Most of the population has either lived with a cat at some point in their lives, or knows someone who does. There’s a hairy old joke about dogs being pets for people who need to be worshipped as gods, whereas cats are more for those who can deal with their gods turning up on their chests at 0500 and demanding a sacrifice.

It is however interesting to note that where humanity domesticated wolves way back in the days when they were still hunting wild animals for food and sport and engaging in bloody conflicts (oh, hey, hang on…) as companions and burglar alarms, and dogs today have been bred into so many different directions that in some cases the common ancestor is hard to believe, cats moved in with humans pretty much as soon as human habitations were much better than caves. Domestic cats today, although a little gentler than their fully wild cousins, and in slightly more varied colours and coats, are completely recognisable at a glance as close relatives of the smaller wildcats. 

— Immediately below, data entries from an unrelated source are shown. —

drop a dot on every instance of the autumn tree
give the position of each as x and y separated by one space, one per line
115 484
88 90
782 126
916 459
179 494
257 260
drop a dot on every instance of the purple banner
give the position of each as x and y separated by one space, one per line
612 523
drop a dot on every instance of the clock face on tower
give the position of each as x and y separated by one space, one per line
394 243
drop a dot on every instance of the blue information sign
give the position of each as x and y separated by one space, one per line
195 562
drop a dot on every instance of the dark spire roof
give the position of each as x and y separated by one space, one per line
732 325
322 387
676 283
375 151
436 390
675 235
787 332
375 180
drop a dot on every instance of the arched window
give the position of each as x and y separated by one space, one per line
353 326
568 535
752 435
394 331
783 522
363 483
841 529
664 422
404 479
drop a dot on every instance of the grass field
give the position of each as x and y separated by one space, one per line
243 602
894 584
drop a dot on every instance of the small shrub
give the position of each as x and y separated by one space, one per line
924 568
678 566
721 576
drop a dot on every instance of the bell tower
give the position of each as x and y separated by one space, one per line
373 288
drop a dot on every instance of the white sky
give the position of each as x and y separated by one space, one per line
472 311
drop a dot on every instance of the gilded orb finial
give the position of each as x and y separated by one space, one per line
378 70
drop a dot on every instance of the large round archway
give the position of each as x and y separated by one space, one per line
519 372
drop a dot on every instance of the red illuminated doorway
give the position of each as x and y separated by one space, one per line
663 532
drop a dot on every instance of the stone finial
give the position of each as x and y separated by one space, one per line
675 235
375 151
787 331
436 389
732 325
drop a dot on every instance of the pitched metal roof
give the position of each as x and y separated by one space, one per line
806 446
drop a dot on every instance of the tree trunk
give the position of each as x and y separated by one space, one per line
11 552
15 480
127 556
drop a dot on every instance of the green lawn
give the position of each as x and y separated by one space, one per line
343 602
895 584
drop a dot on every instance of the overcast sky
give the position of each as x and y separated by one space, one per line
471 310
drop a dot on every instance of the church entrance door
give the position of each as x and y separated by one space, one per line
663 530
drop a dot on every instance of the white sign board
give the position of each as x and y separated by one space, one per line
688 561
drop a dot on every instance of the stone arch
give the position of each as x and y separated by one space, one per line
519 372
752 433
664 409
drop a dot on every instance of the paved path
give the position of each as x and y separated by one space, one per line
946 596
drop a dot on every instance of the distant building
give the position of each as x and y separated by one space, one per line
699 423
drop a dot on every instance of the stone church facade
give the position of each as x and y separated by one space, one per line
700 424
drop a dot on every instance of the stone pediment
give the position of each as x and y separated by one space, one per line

Essentially, cats moved in, and in exchange for warmth and a little care, handled the small and mid-size pest problems that plagued humanity’s moderately filthy communities. When the Catholic church declared them witches’ familiars, and thousands of cats were killed across Europe, the Black Plague followed.

The deal is still pretty much on today, except with better sanitation the workload is less, and cats can spend more of their time training their human heat sources. In fact, one of mine has just turned up on my desk to explain that this habit of staring at lit screens, when one could be making a fuss of a cat, is something that should be addressed.